What does photography have anything to do with golf you ask? Get inspired by pro golfers as they line up a putt to win it all and your travel photography will get to the next level very rapidly.

Make that putt – I mean that great image

Picture Tiger Woods at the Masters Tournament on the 18th hole — needing to sink a putt to win the tournament. Crouching down, plumb-bobbing the line, getting up and moving to survey the slope from a side angle, then viewing the putt from the opposite side of the hole, crouching down again and perhaps, if uncertain, he starts the whole process again. Finally, he addresses the ball with his putter and strokes the ball. Does he make the putt? It doesn’t matter in this example (but I bet he makes it!). My point here is that creating a beautiful image needs the same attention as Tiger’s putt, in photographic terms, we’ll call it “Working The Scene,” and it can make a world of difference in your images.

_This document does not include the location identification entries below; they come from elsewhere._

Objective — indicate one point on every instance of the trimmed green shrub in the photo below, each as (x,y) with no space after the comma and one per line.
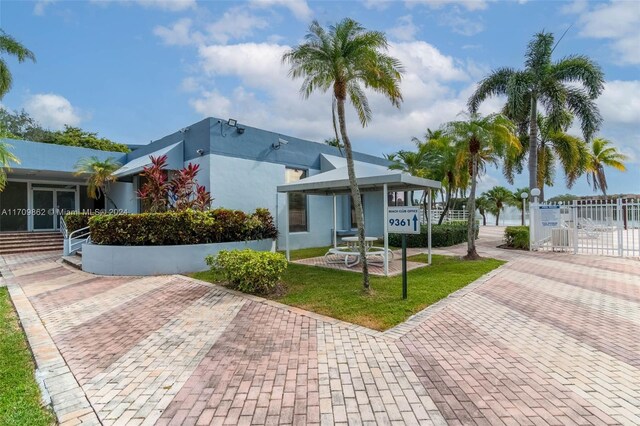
(181,227)
(517,237)
(76,220)
(249,271)
(445,235)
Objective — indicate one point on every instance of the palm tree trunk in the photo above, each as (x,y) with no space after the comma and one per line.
(446,206)
(472,254)
(533,143)
(355,194)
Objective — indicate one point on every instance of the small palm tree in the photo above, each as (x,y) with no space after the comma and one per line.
(345,58)
(100,175)
(550,83)
(601,155)
(498,197)
(482,140)
(9,45)
(483,205)
(6,157)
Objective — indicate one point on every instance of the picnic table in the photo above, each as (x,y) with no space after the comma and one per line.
(350,254)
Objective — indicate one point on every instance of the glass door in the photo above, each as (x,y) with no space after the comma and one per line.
(43,213)
(65,202)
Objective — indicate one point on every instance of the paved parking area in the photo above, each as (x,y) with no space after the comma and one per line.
(547,339)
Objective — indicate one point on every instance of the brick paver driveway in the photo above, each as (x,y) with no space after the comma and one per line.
(548,339)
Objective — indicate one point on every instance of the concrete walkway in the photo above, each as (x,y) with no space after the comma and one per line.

When something grabs your attention, work the scene.

When you look at other photographer’s images, you may wonder how they seem to get that beautiful and seemingly perfect shot time and time again. As a pro photographer, I can tell you that I took many pictures of a scene before getting an image that I liked. What you are not seeing are all the bad images I made while working the scene. Finding the best composition for a scene involves a lot more work than taking a quick snapshot of the scene from a single spot and moving along.  

Below I will show an example of a series of images I took during a trip to Italy. In the beautiful town of Amalfi, there is a fountain in the town’s central piazza. You can imagine the thousands of pictures that are taken there every day as tourists snap away at their loved ones standing by the fountain. We all do that and that is fine as a reminder of our presence there. However, I bet no one will be handing out the World Photo Image of the Year award for that image.

What if we took the time to do as Tiger did with his putt and surveyed the fountain from all its angles? Work the scene and try different angles. Look left look right, look up look down. Are there distractions in the background? What tells the better story? If something made us stop there, our job is to find it.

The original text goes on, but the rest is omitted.